Cuando se juega el pica-pica la falta envido vale 6 tantos. 
 

4. VOCABULARIO ESPECÍFICO

Achicar: Echar los 15 tantos malos al plato o al centro de la mesa.

Bravas: Dícese de las cartas superiores de toda la baraja. Son el as de espadas (la espadilla), el as de bastos (el bastillo), el siete de espadas y el siete de oros.

Buenas: Dícese de los segundos 15 tantos de una partida a 30.

Envido: Es la voz con la que se propone que éste valga 2 tantos. Si es la respuesta a un envite anterior, significa que se quiere y se sube otros 2 tantos.

Falsos: Dícese de los ases (oros y copas) y los sietes (copas y bastos) que no son cartas bravas.

Falta envido: Voz que propone que el envido valga el número de tantos necesarios para que el bando que va por delante gane el juego.

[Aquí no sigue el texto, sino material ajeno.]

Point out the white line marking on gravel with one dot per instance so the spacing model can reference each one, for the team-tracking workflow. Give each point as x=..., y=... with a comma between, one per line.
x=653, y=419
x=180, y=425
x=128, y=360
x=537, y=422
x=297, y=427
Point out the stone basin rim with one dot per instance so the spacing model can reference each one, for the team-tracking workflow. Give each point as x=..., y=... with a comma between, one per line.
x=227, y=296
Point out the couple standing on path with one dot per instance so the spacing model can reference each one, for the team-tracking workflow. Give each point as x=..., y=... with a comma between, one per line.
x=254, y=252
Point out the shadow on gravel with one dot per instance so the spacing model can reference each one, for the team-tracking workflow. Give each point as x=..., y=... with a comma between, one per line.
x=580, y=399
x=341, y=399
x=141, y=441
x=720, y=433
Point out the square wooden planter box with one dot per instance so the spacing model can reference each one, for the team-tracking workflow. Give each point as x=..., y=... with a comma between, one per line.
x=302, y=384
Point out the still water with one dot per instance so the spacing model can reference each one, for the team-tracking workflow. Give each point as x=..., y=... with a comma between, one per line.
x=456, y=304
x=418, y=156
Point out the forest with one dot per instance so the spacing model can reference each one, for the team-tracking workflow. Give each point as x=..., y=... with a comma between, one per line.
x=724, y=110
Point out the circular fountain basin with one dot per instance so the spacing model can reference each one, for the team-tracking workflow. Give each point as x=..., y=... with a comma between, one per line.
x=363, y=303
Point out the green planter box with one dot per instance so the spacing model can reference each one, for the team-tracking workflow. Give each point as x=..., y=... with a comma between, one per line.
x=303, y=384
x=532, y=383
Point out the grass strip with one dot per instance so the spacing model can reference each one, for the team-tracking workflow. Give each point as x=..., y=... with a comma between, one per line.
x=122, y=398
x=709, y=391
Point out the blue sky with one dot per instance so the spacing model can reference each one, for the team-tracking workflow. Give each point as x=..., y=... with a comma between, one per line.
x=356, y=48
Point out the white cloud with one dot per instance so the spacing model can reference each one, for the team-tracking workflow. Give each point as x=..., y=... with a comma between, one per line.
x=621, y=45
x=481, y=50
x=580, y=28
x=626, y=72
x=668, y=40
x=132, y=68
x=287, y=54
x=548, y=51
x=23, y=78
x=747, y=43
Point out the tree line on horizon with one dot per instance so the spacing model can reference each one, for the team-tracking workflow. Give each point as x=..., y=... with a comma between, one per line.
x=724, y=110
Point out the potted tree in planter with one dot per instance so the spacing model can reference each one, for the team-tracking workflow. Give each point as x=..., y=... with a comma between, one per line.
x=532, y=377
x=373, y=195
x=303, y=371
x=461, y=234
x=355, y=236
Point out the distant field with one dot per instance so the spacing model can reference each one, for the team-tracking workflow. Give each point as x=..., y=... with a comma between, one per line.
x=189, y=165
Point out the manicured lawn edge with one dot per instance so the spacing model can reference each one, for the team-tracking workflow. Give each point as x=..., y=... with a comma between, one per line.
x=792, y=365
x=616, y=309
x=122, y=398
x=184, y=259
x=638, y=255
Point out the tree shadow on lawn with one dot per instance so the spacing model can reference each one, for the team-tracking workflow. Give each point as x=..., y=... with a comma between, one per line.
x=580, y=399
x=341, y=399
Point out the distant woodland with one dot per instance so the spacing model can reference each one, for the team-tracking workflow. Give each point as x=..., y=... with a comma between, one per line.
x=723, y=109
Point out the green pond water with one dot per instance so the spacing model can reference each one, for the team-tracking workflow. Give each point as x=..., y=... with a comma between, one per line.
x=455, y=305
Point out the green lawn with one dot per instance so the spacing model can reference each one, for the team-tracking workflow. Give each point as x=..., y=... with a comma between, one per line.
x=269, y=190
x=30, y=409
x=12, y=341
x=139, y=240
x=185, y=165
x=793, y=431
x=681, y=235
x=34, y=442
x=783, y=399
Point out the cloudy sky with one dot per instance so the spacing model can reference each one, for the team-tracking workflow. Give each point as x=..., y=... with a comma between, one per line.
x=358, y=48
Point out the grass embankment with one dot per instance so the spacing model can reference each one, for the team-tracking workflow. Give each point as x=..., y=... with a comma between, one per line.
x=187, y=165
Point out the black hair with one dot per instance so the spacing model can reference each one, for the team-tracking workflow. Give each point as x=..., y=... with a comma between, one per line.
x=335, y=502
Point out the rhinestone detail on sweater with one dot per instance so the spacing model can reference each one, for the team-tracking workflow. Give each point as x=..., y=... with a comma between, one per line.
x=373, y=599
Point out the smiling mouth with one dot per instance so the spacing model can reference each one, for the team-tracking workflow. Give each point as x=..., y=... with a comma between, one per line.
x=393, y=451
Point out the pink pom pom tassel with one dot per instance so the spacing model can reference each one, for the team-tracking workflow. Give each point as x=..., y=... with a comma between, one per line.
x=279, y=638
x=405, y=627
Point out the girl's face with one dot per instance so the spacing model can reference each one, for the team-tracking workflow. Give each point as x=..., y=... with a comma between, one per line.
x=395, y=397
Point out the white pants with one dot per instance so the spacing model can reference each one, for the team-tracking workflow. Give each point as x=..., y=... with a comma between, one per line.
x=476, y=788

También puede ser una respuesta a otra proposición anterior.

Irse a baraja ó Irse al mazo: Tirar las cartas, boca abajo, junto al mazo sobrante del reparto, para indicar que se abandona la mano (generalmente por tener malas cartas).

Malas: Dícese de los primeros 15 tantos de una partida a 30.

Mano: Jugador de la derecha del dador; tiene ciertas preferencias en el juego, además de ser el primero en jugar.

En las bazas segunda y tercera del truco, el mano es el que ha ganado la baza anterior.

Negras: Dícese de las figuras (sotas, caballos y reyes) de la baraja.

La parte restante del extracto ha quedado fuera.